[上]右側が物産販売のマルシェ、中央のテーブルはカフェの立食スペース[中]2階のレストラン[下]二段ベッドが並ぶドミトリー=東京都渋谷区

 東京都渋谷区で徳島県が整備していた情報発信・交流拠点「ターンテーブル」が完成し、24日、報道機関など関係者向けの内覧会があった。宿泊施設やレストラン、物産販売機能などを併せ持つ滞在型複合施設で、徳島の食や文化に触れてもらい、観光客や移住者の増加を目指す。2月4日に開業する。

 ターンテーブルは、渋谷駅から徒歩11分の同区神泉町にある5階建ての東急電鉄のビルを活用。1階には県産品を販売するマルシェ、1、2階には県産食材を使った料理を提供するカフェとレストラン、2~5階は宿泊施設として2段ベッドなどを並べたドミトリー形式(56床)とシングルの個室(8部屋)がある。内装や外装には県産材や藍色を取り入れ、徳島らしさを演出している。

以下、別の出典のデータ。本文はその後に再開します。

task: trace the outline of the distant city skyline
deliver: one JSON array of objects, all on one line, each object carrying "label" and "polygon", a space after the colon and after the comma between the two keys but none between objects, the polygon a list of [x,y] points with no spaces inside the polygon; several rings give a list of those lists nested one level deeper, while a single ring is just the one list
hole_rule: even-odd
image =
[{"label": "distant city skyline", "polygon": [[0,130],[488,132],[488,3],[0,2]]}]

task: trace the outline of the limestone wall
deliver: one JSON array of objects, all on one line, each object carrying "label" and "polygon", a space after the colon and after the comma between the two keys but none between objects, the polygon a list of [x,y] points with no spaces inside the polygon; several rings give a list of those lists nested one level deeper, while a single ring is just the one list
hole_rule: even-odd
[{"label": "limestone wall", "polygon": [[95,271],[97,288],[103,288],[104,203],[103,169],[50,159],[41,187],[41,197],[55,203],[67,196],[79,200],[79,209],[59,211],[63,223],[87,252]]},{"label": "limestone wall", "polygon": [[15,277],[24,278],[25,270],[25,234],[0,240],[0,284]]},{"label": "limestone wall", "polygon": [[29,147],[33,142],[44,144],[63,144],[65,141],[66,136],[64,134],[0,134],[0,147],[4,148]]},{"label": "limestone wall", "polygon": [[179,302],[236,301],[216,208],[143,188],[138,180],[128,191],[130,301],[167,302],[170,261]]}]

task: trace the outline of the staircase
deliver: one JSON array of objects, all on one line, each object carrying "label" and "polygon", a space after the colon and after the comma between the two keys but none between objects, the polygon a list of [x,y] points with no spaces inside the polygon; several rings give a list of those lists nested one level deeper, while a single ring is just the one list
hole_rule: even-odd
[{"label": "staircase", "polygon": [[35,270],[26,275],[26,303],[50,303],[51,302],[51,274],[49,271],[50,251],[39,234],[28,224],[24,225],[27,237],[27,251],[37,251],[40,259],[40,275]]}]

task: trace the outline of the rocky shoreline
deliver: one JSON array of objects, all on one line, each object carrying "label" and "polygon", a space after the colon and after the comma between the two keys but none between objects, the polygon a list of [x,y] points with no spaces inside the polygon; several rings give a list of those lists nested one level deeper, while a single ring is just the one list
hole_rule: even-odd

 施設整備費は約2億3千万円。県が公募で選んだ民間業者のDIY工務店(徳島市)が運営する。県は東急側に毎年、賃料5千万円を支払う。運営業者は県に毎年2千万円を納める。差し引きした3千万円を県が毎年負担することになる。

 DIY工務店のプロジェクト責任者で、神山町にサテライトオフィスを置くIT企業の副社長でもある渡辺トオルさんは「7年前から徳島に来るようになり、人や食との出会いに感動した。その感動を味わってもらえる場にしたい」と話している。